Holocaust survivor Anne Jaffe shared her story with students and faculty at the university yesterday.
Jaffe was just 10 years old the Nazis invaded her small village in eastern Poland. Immediately, the Nazis imposed harsh rules for the Jews in the village — they had no rights, were forced to wear yellow stars on their clothing and all of their valuables were taken away.
“I remember a feeling of shame. I haven’t done anything wrong, but whenever I walked out on the street and met one of my Christian friends and I was wearing a yellow star, for some reason I felt different,” she said. “I don’t know why I felt ashamed, but I did.”
The Nazis began rounding up people and killing them on a regular basis. First, it was the leaders and those who were educated.
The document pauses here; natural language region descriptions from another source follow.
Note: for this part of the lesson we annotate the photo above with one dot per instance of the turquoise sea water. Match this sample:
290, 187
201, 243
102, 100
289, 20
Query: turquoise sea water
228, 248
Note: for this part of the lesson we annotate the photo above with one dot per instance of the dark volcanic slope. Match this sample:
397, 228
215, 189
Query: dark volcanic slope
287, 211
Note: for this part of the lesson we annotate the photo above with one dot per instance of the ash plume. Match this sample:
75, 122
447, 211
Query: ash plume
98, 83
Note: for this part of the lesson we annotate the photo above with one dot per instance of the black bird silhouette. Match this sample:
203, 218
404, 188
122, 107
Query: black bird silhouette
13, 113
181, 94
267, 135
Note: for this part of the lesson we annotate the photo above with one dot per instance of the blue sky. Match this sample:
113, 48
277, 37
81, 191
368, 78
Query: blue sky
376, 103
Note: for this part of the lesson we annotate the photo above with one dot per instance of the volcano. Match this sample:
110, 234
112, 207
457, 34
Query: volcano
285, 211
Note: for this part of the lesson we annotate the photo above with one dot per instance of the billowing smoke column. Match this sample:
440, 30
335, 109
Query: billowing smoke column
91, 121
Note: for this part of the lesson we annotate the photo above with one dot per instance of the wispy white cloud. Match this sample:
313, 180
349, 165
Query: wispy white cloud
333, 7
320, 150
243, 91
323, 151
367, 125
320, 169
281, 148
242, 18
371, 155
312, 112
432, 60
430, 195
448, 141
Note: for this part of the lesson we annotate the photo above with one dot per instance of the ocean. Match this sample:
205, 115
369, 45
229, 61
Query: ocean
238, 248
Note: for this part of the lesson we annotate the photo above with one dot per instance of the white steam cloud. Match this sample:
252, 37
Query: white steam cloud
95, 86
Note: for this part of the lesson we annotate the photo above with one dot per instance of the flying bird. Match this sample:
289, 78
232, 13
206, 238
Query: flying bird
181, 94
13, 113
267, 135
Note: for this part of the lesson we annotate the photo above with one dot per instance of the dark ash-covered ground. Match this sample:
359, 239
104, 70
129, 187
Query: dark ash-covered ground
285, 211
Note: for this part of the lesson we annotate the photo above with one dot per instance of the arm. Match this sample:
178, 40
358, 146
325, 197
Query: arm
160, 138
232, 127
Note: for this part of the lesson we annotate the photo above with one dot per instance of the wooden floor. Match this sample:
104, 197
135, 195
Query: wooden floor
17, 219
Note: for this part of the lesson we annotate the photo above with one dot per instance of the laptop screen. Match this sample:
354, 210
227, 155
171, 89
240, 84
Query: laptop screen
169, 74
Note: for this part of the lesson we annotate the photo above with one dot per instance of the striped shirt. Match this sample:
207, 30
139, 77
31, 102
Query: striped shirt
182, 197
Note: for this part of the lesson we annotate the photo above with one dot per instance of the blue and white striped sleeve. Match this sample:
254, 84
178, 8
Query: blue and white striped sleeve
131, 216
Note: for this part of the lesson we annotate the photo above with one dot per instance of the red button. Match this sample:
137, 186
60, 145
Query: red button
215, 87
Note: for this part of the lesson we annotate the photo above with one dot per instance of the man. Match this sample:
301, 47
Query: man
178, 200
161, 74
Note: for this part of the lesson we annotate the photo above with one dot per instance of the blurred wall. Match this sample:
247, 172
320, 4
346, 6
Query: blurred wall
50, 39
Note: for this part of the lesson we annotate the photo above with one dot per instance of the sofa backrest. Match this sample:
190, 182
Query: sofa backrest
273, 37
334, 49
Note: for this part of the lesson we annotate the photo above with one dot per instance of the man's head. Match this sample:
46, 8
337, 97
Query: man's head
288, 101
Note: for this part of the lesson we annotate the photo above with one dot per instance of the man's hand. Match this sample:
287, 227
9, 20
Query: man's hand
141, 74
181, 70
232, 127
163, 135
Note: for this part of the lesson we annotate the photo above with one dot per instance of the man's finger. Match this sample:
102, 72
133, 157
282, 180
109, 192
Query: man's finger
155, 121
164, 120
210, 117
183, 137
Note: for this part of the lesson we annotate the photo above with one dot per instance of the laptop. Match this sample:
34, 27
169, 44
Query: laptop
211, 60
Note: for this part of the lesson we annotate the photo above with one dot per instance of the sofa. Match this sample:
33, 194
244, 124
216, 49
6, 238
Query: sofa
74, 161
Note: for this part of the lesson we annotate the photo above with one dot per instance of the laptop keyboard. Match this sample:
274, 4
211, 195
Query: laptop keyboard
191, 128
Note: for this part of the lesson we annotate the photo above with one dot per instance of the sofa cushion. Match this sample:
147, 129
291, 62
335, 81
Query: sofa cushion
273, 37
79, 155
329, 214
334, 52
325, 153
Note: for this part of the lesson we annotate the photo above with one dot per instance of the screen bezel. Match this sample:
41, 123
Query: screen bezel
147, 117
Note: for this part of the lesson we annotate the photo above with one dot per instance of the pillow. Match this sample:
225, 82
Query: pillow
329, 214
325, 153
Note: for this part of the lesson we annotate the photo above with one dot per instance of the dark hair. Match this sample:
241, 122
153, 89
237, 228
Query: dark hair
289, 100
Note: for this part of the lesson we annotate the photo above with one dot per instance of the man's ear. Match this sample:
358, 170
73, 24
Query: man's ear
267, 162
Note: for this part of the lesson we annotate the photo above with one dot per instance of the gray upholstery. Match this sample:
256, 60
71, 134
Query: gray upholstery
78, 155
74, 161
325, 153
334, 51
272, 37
“I cannot describe to you the feeling of constant fear, from morning until night. We had no idea if we would see the next day,” she said.
On two separate occasions, she and her family were among those chosen to die. The first time they were saved because her mother, a seamstress, was chosen to make dresses for a Nazi officer’s wife. The second time they were saved because her father’s work was considered valuable to the Nazis. Each time, they were among the only ones who were saved.
“To this day, I still feel guilt for not turning back to say goodbye to the ones I left behind, because I left my aunts, my cousins, my best friends, but the feeling of having another chance was so strong that I ran and did not turn back,” Jaffe said.
Eventually, the family was sent to a ghetto in a neighboring village. On Nov. 1, 1942, a group of freedom fighters attacked the town and freed the Jews from the ghetto. A fighter told Jaffe’s family to run into the woods and hide. With several siblings in tow, including her baby brother, their family escaped into the woods where they spent the next year and a half.
“Nobody wanted to be with us — we had a baby on our hands. We were left all alone at a bonfire,” she said. “I wished I was dead. It was not just the terrible cold, not just the terrible hunger, the infestation of lice, the fear of being captured, it was physically extremely, extremely difficult. I preferred being dead to this difficulty. But I want you to know it was worth it.”
On July 4, 1944, Jaffe said they had their own independence day. They were liberated from Nazi control by the Soviets. At that time, they had no idea about what had been going on throughout the rest of Europe.
Jaffe said she and her family survived simply because they were lucky. Of the 350 Jews from her village, just 32 survived.
After living in a displaced persons’ camp in Germany for several years, she and her family came to the United States.
“We chose to come here over 60 years ago. I will tell you nobody is more grateful to this wonderful country than those of us that have survived two dictatorships,” she said.
Jaffe said she has made it her mission to make sure the world does not forget what happened to her people.
Despite the horror she endured, Jaffe preached only kindness and tolerance, which she said she learned from her father.
“We were so resentful and hateful that no one did anything to stop it. When I expressed my feelings to my father, he sat me down and he told me ‘I heard you say that you hate the world; you hate the people that have not gone through what you’ve gone through. That’s a terrible thing to say. We were victims of hatred,’ he said. ‘Hatred will consume you. You will never had a normal life,’” she said. “’Teach people through tolerance, through acceptance and be a role model for your children and other people in your life.’ And he was absolutely right.”